Uzun süre oldu yazamadım, ve bu süreçte bir çok şey yaşandı, bir çoğu bitti..

Hayatım boyunca yaşadığım hiç birşeyden dolayı pişmanlık duymadım. Çünkü yaşadığımız herşey; günahlarımız, sevaplarımız, artısıyla eksisiyle bizi biz yapan değerler. Yaptığımız hatalar olmasaydı, yapacağımız iyiliklerden söz edemezdik, çünkü iyilik kötülüğün olmadığı yerde fark edilemez.

Okulumun son senesini okurken, uzun uğraşları ve yorucu sınavları aştıktan sonra İsveç'te master yapma hayalimizin gerçekleşmesi için sadece başvuru işlemleri kalmıştı geriye. Yine mektuplar, belgeler ve araştırmalarla geçen Kasım, Aralık aylarından sonra Ocak ayında İsveç'teki bilgisayarla ilgili kalbur üstü tüm üniversitelere başvurularımızı bitirmiştik.

Bir kaç hafta önce müjdeli haberler bir bir gelmeye başladı. Tabii bunlar arasında en iyisi avrupanın önde gelen teknik üniversitelerinden KTH'den aldığım kabul mektubuydu. KTH'de Information and Communication Technologies Entrepreneurship ( Bilgi ve İletişim Teknolojilerinde Girişimcilik ) bölümüne kabul olduğumu öğrenmiş bulunmaktaydım ki, yine kaliteli bir başka üniversite olan Chalmers'tan da Software Engineering and Technology ( Yazılım Mühendisliği ve Teknoloji ) bölümünden de kabul aldığıma dair bir mail aldım.

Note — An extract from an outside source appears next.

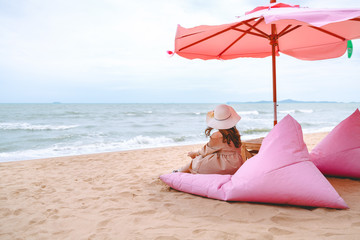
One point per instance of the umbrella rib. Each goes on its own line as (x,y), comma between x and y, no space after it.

KTH'de okumak hep istediğim bir şeydi ancak tüm bu master başvuru sürecinde birlikte hareket ettiğim arkadaşlarım Alper ve Mahmut ikilisinden, Mahmut KTH'ye kabul alamamıştı. Bu durumda onun için Chalmers'ta okumaktan başka çare görünmüyor şu an. Alper'le ben ise KTH'ye gitmeyi düşünüyoruz. Tabii bu kararımızı etkileyebilecek bir de burs faktörü var ki o da sıkıcı ve uzun bir konu.

Yani nereye gideceğime net olarak karar verebilmiş değilim. Ama Kista Science City ve Stockholm gibi dünyanın teknoloji merkezi bir şehrinde okumak bana daha avantajlı geliyor. Hele de KTH faktörü göz önüne alındığında sanırım burs çıksın ya da çıkmasın benim gideceğim okul belli...

Herkes için hayırlısı olsun.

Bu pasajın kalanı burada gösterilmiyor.